Generates deterministic embeddings from content hashes. No API calls, no cost. Ideal for CI/CD tests.

`vectorStore` - Qdrant Configuration

{
  "vectorStore": {
    "url": "http://localhost:6333",
    "collectionName": "jeeves-watcher",
    "apiKey": "${QDRANT_API_KEY}"
  }
}

Field	Type	Default	Description
`url`	`string`	Required	Qdrant server URL.
`collectionName`	`string`	Required	Qdrant collection name. Created automatically if it doesn't exist.
`apiKey`	`string`	`undefined`	Qdrant API key (for Qdrant Cloud).

On startup, the watcher:

Checks if the collection exists
If not, creates it with the configured vector dimensions
If it exists with different dimensions, logs an error and refuses to start (dimension mismatch)

To change embedding settings that affect vector dimensions, you must:

Delete the old collection (or rename collectionName in config)
Restart the watcher (it will recreate the collection and reindex)

`metadataDir` - Metadata Storage

{
  "metadataDir": ".jeeves-watcher"
}

Field	Type	Default	Description
`metadataDir`	`string`	`".jeeves-watcher"`	Directory for `.meta.json` sidecar files. Mirrors watched filesystem hierarchy.

Metadata enrichment (via POST /metadata) is persisted here, separate from Qdrant. This ensures enrichment survives Qdrant rebuilds.

Directory structure:

.jeeves-watcher/
  d/
    projects/
      my-project/
        readme.md.meta.json

For a file at D:\projects\my-project\readme.md, the metadata sidecar is at .jeeves-watcher/d/projects/my-project/readme.md.meta.json.

`api` - HTTP API Server

{
  "api": {
    "host": "127.0.0.1",
    "port": 1936
  }
}

Field	Type	Default	Description
`host`	`string`	`"127.0.0.1"`	Host to bind to. Use `"0.0.0.0"` to accept external connections.
`port`	`number`	`1936`	Port to listen on.
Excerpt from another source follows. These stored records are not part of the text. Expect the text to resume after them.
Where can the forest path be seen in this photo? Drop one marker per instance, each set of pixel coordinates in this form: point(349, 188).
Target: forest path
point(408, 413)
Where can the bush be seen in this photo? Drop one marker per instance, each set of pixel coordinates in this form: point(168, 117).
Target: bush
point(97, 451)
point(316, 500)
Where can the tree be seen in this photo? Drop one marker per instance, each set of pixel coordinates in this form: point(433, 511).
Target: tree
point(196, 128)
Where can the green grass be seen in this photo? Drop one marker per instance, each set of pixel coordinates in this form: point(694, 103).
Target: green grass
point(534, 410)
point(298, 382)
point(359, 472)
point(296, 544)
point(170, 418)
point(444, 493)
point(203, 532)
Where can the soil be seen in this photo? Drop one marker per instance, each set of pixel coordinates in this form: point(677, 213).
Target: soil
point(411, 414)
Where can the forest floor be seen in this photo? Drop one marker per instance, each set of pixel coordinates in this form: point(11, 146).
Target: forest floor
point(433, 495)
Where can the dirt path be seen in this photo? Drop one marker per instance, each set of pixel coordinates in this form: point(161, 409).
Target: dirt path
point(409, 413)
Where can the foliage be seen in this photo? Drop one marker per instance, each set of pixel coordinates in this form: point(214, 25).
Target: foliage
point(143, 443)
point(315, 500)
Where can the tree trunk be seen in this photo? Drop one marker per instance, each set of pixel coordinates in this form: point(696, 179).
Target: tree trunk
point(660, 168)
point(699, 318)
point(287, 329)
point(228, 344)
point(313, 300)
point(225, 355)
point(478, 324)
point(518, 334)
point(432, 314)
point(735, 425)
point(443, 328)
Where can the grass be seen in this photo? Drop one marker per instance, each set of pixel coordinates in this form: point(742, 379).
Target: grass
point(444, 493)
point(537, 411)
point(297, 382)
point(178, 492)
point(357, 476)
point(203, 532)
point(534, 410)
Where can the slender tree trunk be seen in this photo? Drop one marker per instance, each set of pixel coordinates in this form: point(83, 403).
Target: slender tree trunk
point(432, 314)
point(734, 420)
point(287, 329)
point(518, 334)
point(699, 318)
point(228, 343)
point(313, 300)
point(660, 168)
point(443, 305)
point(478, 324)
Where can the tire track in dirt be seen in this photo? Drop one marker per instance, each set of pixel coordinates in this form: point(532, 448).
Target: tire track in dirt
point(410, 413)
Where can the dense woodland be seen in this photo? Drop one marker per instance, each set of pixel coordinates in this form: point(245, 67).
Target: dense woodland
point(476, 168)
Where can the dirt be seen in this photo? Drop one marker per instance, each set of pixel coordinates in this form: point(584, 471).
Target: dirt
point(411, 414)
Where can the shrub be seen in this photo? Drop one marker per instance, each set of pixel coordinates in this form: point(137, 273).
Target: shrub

The API provides endpoints for search, metadata enrichment, reindexing, and status. See API Reference.

`extractors` - Text Extraction (Advanced)

{
  "extractors": {
    ".md": "markdown",
    ".txt": "plaintext",
    ".json": "json-content",
    ".pdf": "pdf-parse",
    ".docx": "docx-extract",
    ".html": "html-to-text"
  }
}

Maps file extensions to extraction strategies. Usually not needed - defaults cover common formats.

JSON Content Extraction

For .json files, the extractor looks for text content in these fields (in order):

content
body
text
snippet
subject
description
summary
transcript

If none are found, the entire JSON is stringified for embedding.

`inferenceRules` - Metadata Enrichment Rules

v0.5.0: Inference rules now use schema arrays instead of set objects. Rules require name and description fields.

{
  "schemas": {
    "base": {
      "type": "object",
      "properties": {
        "domain": { "type": "string", "description": "Content domain" }
      }
    }
  },
  "inferenceRules": [
    {
      "name": "meeting-classifier",
      "description": "Classify files under meetings directory",
      "match": {
        "properties": {
          "file": {
            "properties": {
              "path": { "type": "string", "glob": "**/meetings/**" }
            }
          }
        }
      },
      "schema": [
        "base",
        { "properties": { "domain": { "set": "meetings" } } }
      ]
    },
    {
      "name": "frontmatter-title",
      "description": "Extract title from frontmatter",
      "match": {
        "properties": {
          "frontmatter": {
            "properties": {
              "title": { "type": "string" }
            },
            "required": ["title"]
          }
        }
      },
      "schema": [
        {
          "properties": {
            "title": {
              "type": "string",
              "description": "Document title",
              "uiHint": "text",
              "set": "{{frontmatter.title}}"
            }
          }
        }
      ]
    }
  ]
}

Each rule requires:

name (string, required, unique) — Rule identifier
description (string, required) — Human-readable purpose
match (JSON Schema object) — File attributes matcher
schema (array of schema references and/or inline objects) — Metadata schema with set templates

Optional fields:

map (JsonMap or named reference) — Transformation to derive metadata
template (Handlebars template) — Content transformation for embedding

| renderAs | string? | Output file extension override (without dot, e.g. "md"). Requires template or render. 1–10 lowercase alphanumeric chars. | See Inference Rules Guide for full details on schema merge semantics, type coercion, and uiHint.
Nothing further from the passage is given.